Key Takeaways from the Cooperative Institute for Great Lakes Research Soil Health and Water Quality Summit

Early this year, the Michigan Environmental Council (MEC) and the Cooperative Institute for Great Lakes Research (CIGLR) invited key scientists from universities, NGOs, state and federal agencies, and the private sector from the Great Lakes region to discuss the nexus between soil health and water quality in the agricultural landscape.

This past week, Delta Institute’s Programs Ecosystems Lead, Ryan Smith, attended the CIGLR Soil and Health and Water Quality Summit from July 16-18 at the University of Michigan in Ann Arbor, Michigan.

The summit focused on “Improving Models of Nutrient Loading and Harmful Algae Blooms through a Watershed-scale Approach that Emphasizes Soil Health and Upland Farming Practices.” Participants ranged from university professors, modelers, social scientists, agroecologists, conservationists, policy professionals, to farmers.  

“I am thrilled to work alongside these outstanding individuals on a topic that is near and dear to my heart,” said Smith. “I greatly look forward to our continued work together in the coming year.”

There has been a significant amount of work done on connecting water quality and soil health improvements to best management practices. In fact, a wide range of models has been developed in the water quality and greenhouse gas (GHG) space. These models can predict nutrient loading, as well as emission potentials and reductions, from management decisions that take place in the agricultural landscape. 

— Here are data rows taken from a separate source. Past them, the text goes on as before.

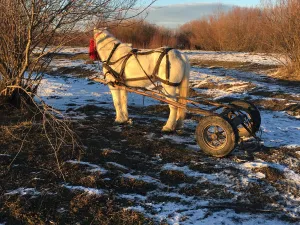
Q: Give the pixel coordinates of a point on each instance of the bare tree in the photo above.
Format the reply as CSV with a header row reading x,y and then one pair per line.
x,y
28,28
30,31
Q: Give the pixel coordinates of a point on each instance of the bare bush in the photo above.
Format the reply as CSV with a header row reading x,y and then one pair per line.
x,y
30,30
282,24
30,26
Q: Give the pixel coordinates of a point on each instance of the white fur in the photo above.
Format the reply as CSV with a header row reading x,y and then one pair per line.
x,y
179,72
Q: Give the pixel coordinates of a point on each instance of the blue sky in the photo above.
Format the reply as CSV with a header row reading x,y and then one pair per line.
x,y
232,2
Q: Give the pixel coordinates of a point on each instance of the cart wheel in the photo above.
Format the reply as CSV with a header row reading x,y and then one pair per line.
x,y
253,114
216,136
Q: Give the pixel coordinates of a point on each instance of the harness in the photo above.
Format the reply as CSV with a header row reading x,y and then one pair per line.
x,y
120,76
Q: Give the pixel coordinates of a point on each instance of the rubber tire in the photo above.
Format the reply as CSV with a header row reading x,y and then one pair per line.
x,y
254,113
226,125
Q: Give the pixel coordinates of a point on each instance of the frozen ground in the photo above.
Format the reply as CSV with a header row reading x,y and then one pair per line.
x,y
248,187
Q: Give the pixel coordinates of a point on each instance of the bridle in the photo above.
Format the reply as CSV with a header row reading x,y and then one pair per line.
x,y
116,45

Delta Institute has been researching, dissecting, and using many models in our work to improve land stewardship across the Midwest. We champion the use of models for farmers who are dealing with local and global issues every day.

Conceptually, if farmers implement best management practices soil health may improve; however, there are few models that directly link soil health and water quality benefits.

Given the water quality concerns that we are facing across the country, and understanding that the agricultural industry plays a major role, it is imperative that we work hand-in-hand with the scientific community, agricultural stakeholders, practitioners, and farmers to improve soil health for more productive food systems and cleaner air and water.

“Delta Institute was very excited to be a part of this critical summit, and we look forward to the continued work and relationship with CIGLR, MEC and the other participants as we collaborate and take the next step towards improving environmental outcomes across the country,” said Bill Schleizer, CEO of Delta Institute.